AMRAP workouts are a great way to maximize a short amount of time with a workout. AMRAP means “As Many Reps As Possible”. You are given a set of exercises for a prescribed number of reps each, and you perform as many reps and rounds of the sets as possible in the given amount of time.
This workout will be 20 minutes. For the exercises, I want you to use a weight that pushes you, so that by the end of the workout you are near failure. This is a high intensity workout, meant to make you burn calories by resting as little as possible – and utilizing muscle groups with weight training allows you to burn calories post workout for up to 24 hours. Take a rest as needed, and pace yourself appropriately.
I did this workout at CrossFit this week and completed 8 rounds, plus 25 reps. For the push press I used a barbell with 45 lbs, and for the kettle bell swings I used a 30 lb kettle bell. Box jumps I used a 20″ box.
Set a timer for 20 minutes and do the following exercises in order for as many rounds as possible:
Push Press – 10 reps
Kettle Bell Swings – 10 reps
Box Jumps – 10 reps
Push Press – If you don’t have a barbell, you can use 2 dumbbells for this exercise or a sandbag – but a barbell is easier for stability due to the heavier weight. Start with the barbell rested in front of your shoulders against your chest (or hold a dumbbell in each hand in the same position, palms facing out.) Use your legs to help push the weight straight up and then back to start. Bending your knees and even hopping slightly will help you push the weight up, especially near the end of the workout! Be sure to keep your core tight and back straight, and don’t allow your back to arch when pushing the weight up. If you find yourself doing this, lower your weight.

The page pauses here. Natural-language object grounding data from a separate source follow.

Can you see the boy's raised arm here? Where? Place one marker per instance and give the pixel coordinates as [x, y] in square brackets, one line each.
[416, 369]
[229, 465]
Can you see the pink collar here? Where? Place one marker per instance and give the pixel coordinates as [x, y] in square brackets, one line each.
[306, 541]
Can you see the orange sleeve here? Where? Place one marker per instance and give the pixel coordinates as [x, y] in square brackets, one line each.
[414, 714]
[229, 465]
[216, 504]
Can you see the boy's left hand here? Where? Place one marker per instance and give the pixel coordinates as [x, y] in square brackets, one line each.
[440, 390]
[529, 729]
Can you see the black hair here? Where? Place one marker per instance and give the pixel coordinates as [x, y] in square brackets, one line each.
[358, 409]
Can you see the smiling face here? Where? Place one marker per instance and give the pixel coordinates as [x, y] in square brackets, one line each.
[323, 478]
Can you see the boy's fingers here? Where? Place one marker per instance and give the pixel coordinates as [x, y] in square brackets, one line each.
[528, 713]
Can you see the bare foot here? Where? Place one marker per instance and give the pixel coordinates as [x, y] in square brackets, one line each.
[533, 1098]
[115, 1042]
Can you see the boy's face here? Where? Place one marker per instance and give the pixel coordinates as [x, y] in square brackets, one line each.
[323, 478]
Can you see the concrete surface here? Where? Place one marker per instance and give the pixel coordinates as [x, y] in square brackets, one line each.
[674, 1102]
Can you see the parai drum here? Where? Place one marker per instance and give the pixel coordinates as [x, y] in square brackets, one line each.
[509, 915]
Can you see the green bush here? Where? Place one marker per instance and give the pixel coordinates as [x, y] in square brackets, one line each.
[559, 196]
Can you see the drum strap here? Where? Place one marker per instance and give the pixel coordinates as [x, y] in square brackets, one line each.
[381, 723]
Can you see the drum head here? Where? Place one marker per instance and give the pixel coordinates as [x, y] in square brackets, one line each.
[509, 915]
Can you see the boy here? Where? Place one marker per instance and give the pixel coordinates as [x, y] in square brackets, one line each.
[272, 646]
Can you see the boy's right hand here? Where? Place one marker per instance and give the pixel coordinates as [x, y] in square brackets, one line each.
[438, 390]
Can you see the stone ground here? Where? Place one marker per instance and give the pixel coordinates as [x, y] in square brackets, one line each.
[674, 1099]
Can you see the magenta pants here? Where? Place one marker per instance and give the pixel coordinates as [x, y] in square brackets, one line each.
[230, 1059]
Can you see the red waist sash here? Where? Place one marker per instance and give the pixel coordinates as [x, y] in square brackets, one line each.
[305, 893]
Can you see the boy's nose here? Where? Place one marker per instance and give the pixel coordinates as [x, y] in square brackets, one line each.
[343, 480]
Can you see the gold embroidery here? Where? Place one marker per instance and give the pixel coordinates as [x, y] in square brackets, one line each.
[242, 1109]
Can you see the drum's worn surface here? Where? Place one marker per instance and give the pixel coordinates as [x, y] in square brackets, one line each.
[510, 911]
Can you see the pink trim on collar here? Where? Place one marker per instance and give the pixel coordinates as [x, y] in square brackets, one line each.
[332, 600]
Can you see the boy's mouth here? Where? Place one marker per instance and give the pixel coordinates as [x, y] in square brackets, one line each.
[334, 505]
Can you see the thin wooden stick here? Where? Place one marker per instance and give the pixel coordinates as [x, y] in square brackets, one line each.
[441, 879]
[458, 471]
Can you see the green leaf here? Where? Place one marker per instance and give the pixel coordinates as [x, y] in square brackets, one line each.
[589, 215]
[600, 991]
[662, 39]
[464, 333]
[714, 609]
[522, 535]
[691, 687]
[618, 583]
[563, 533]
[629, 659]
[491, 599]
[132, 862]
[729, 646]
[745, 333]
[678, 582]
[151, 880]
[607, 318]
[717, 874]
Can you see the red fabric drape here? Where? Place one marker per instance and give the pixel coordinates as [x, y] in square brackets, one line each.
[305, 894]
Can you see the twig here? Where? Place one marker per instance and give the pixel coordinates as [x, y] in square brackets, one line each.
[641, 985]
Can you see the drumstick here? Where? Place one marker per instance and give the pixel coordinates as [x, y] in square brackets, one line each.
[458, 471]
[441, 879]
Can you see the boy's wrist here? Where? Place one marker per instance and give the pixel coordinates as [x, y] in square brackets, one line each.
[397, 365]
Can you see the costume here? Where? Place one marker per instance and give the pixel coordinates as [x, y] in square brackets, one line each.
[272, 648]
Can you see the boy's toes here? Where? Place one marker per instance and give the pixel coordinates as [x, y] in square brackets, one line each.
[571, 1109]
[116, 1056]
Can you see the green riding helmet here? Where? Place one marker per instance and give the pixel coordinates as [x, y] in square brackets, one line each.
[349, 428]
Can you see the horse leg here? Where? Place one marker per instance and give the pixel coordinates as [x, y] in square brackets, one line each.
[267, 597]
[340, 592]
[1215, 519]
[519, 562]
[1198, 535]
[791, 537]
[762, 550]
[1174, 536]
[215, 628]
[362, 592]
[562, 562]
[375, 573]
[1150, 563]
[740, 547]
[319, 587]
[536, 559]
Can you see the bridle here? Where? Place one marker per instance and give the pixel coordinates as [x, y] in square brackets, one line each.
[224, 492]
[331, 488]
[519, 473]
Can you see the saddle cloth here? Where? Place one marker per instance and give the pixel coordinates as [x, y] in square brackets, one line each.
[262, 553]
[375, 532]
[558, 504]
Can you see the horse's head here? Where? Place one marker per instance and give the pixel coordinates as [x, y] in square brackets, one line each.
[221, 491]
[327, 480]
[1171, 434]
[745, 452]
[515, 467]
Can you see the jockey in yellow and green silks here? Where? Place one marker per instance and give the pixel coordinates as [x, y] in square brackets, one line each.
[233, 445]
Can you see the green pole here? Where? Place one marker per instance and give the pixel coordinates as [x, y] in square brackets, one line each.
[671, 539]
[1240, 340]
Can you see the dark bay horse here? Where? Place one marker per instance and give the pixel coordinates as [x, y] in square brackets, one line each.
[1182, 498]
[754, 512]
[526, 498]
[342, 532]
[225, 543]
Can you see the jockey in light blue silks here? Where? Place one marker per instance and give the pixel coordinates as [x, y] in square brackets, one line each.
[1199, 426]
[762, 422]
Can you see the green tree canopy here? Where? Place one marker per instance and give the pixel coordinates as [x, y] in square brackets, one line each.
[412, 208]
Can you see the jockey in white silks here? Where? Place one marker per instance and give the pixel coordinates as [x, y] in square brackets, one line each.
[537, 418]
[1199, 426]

Kettle Bell Swings – If you do not have a kettle bell, you can hold a single dumbbell on end with both hands. Hold weight with both hands in front of you, legs shoulder width or wider apart. With straight arms, squat slightly and swing the weight back between your legs, and push through your heels as you swing the weight forward and up to in front of your face, keeping your arms straight. Squeeze your glutes at the top, then bend knees as the weight comes down to back between your legs – repeat in a continuous motion. Be sure to keep your shoulders relaxed and use your legs and core to lift the weight.
Box Jumps – Stand behind a box or bend. Bend knees and jump with both feet onto the box or bench. Step down and repeat. If these are too difficult, do step-ups as quickly as possible. If you do not have a box/bench, do tuck jumps and jump as high as you can bringing your knees to chest.